There had been a time when I believed school might be different. My first day, sitting at a miniature desk in a neat row, I realized the chasm between me and the other children was not visible. My kindergarten teacher, Ms. Ellis, spoke my name softly, with emphasis on the middle syllable, and treated me like everyone else. She partnered me with a girl who was tinier than I was, her thin wrists brushing mine as we walked in line from the classroom to the playground and back again. Ms. Ellis believed in feeding the brain, and every day after recess she placed a paper cup with a sardine on top of each desk. After we ate our sardine, we were to flip the cup upside down to see the letter written on the bottom. If we could say the letter’s name and sound, and think of a word that started with the letter, we could have a second sardine. I memorized all the letters and sounds the first week and always got a second sardine.

But five weeks into school Meredith placed me with a new family, in a different suburb, and every time I thought of the slippery fish, I angered. My anger flipped desks, cut curtains, and stole lunch boxes. I was suspended, moved, and suspended again. By the end of that first year, my violence was expected, my education forgotten.

Elizabeth squeezed my face, her eyes demanding a response.

“I can read,” I said.

Elizabeth continued to search my face, as if she was determined to dig out every lie I had ever told. I shut my eyes until she released me.

“Well, that’s good to know,” she said. She shook her head and went back to gardening, slipping on her gloves before dropping into shallow holes the plants I’d uprooted. I watched her work, replacing the topsoil and patting gently around each trunk. She looked up when she finished. “I’ve asked Perla to come over to play. I need a rest, and it would be good for you to make a friend before school starts tomorrow.”

“Perla won’t be my friend,” I said.

“You haven’t even met her!” Elizabeth said, exasperated. “How do you know if she’ll be your friend or not?”

I knew Perla would not be my friend because I had never, in nine years, had a friend. Meredith must have told Elizabeth this. She’d told all my other foster mothers, and they warned the children in their homes to eat quickly and sleep with their Halloween candy tucked deep inside their pillowcases.

“Now come with me. She’s probably already waiting by the gate.”

Elizabeth led me through the garden, to the low white picket fence at the far edge. Perla leaned against it, waiting.
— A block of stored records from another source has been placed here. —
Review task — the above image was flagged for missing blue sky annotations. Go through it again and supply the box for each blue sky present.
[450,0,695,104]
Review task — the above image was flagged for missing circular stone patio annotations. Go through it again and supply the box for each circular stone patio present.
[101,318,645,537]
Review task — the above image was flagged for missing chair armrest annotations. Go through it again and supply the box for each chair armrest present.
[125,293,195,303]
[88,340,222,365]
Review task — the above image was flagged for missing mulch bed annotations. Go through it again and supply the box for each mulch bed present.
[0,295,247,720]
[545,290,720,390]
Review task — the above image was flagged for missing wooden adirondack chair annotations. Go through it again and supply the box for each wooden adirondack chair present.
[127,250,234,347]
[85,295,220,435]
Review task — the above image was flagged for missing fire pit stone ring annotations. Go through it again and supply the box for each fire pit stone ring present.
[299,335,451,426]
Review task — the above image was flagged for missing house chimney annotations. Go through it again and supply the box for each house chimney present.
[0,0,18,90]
She was close enough to have heard every word we said, but she didn’t look upset, just hopeful. She was only an inch or two taller than I was, and her body was soft and round. Her T-shirt was too tight and too short. Lime-colored fabric stretched across her stomach and ended before the waistline of her pants began. Deep red lines circled her arms where the elastic bands of her cap sleeves had been, before they inched up and got lost in her armpits. She dug out the elastic bands and pulled down her sleeves one at a time.